Hi!
By this, do you mean to find the power supply current, I should divide the motor’s rated power by the supply voltage of the power supply/battery?
Rated power, especially on cheap/hobby motors, is a bit optimistic. But yes, you can get a first-order approximation just by dividing the rated power by supply voltage. So for a 1.5kW motor with a 48V supply, you can budget 1.5kW/48 = 31A, maybe 40-50A to compensate for motor (in)efficiency.
Since my motor is rated for 660W, should I try to find a power supply rated for 1.25 to 1.5 times the rated motor power? If so, would this work?:
Yep, that’s fine. I personally have a lot of vevor kit and it’s generally fine quality (for the money). But why use a battery? Usually just going off a power supply will be easier for testing/setup/etc, e.g. 48V 600W High Peak Power Supply – ODrive Robotics US (600W nominal, can peak to 1.2kW).
Lastly, the spool diameter is 5 in. I’m working with another person on this project (he is a MechE major, I am an EE major), and he hasn’t mentioned any speed that we are aiming for, which makes sense to me, since a resistive machine shouldn’t be fast, it should be a struggle to pull.
Well, if someone does a really fast curl, then the spindle will have to have an appreciable speed to keep up, which changes the drawn power. So it’s good to figure out the max speed needed so you can calculate the power figures.
To elaborate a bit more:
That NEMA34 motor has a speed constant (KV) of 72 RPM/V. The torque constant will be 8.27/KV = 8.27/72 = 0.115 Nm/A. So for a 1Nm output, the motor will need 1/0.115 = 8.7A of current.
The motor has a phase resistance of 0.12 ohm. So given resistive losses = I^2 * R, the motor’s loss at 1Nm output will be 8.7A^2 * 0.12ohm = 9W (we’ll call this 9W figure our loss power).
So from a 48V supply, if you’re at zero speed, to output 1Nm of torque the motor will draw 9W → 9/48 = 0.19A from the power supply.
However, if the motor is spinning at e.g. 2000 RPM while outputting 1Nm, the math changes a bit.

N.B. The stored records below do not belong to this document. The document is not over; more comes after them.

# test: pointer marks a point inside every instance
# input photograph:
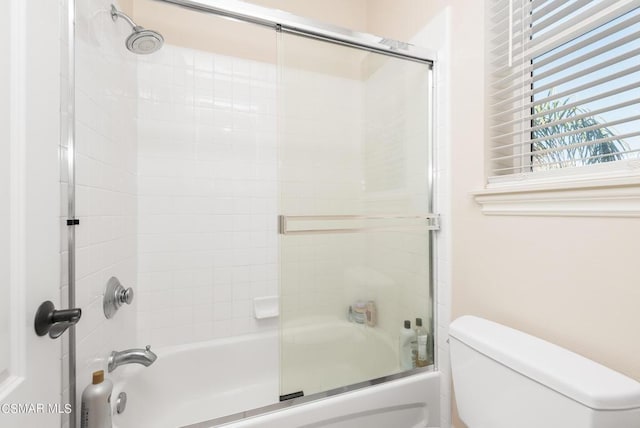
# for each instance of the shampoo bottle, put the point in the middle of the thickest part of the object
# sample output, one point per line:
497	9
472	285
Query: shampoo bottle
96	403
422	336
407	336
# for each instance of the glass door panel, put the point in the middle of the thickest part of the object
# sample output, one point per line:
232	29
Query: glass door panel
355	211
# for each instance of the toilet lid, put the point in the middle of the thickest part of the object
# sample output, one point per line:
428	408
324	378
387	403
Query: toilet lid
566	372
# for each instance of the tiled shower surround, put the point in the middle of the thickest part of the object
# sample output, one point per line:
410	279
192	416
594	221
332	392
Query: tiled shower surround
185	159
207	197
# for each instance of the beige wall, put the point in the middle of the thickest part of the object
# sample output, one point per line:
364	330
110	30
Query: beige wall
572	281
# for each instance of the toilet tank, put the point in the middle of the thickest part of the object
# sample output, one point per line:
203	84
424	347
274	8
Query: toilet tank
504	378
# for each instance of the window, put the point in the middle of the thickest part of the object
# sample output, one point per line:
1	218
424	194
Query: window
564	87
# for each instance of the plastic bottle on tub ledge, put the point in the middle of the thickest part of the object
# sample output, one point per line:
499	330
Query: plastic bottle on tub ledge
95	411
359	311
371	314
405	348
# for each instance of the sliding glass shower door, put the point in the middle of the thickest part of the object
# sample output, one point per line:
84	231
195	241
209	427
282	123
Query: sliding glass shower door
355	212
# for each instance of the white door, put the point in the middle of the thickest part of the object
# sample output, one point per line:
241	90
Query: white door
30	366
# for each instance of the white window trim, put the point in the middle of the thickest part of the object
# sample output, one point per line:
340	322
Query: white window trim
602	194
603	190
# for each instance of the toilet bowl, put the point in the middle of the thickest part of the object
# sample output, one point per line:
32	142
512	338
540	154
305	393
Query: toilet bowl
504	378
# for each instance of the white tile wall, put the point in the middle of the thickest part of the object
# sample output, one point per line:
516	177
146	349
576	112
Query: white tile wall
177	196
106	147
207	195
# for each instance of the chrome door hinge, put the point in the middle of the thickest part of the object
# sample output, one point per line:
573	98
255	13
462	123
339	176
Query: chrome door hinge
434	222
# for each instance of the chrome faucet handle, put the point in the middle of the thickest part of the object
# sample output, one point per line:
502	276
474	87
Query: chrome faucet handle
53	321
115	296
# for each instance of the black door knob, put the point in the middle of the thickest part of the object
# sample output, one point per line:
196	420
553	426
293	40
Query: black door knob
55	322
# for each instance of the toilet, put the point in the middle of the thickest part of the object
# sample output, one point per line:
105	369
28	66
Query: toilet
504	378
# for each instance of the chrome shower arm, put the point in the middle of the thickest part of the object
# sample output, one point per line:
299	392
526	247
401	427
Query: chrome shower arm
115	13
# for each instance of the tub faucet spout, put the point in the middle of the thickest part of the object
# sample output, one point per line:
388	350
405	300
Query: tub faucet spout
146	357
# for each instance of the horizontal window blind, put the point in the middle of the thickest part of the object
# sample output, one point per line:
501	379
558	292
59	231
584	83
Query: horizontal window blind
564	84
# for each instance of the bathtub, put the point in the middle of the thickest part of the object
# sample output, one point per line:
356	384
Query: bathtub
191	384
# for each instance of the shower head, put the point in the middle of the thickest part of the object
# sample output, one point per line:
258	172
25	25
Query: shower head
141	41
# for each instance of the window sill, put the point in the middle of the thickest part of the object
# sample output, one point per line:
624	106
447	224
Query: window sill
601	197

Mechanical power = speed (RPM) * torque (Nm) * pi/30
So here the mechanical power is 2000 * 1 * pi/30 = 209W
Drawn supply power will be mechanical power plus loss power, so 209W + 9W = 218W. So at 2000RPM / 1Nm, it’ll draw 218/48 = 4.5A from a 48V supply.
If we run this motor at its limit of 3000RPM / 2.1Nm, we can do this math again:
mech power = 3000 RPM * 2.1Nm * pi/30 = 659W
motor current = 2.1/0.115 = 18.26A
loss power = 18.26A^2 * 0.12ohm = 40W
total power = 659W + 40W = 699W
supply current draw @ 48V = 699/48 = 14.56A
So something like the power supply I linked should be more than fine for typical use, given the fact it can peak to 1.2kW when needed.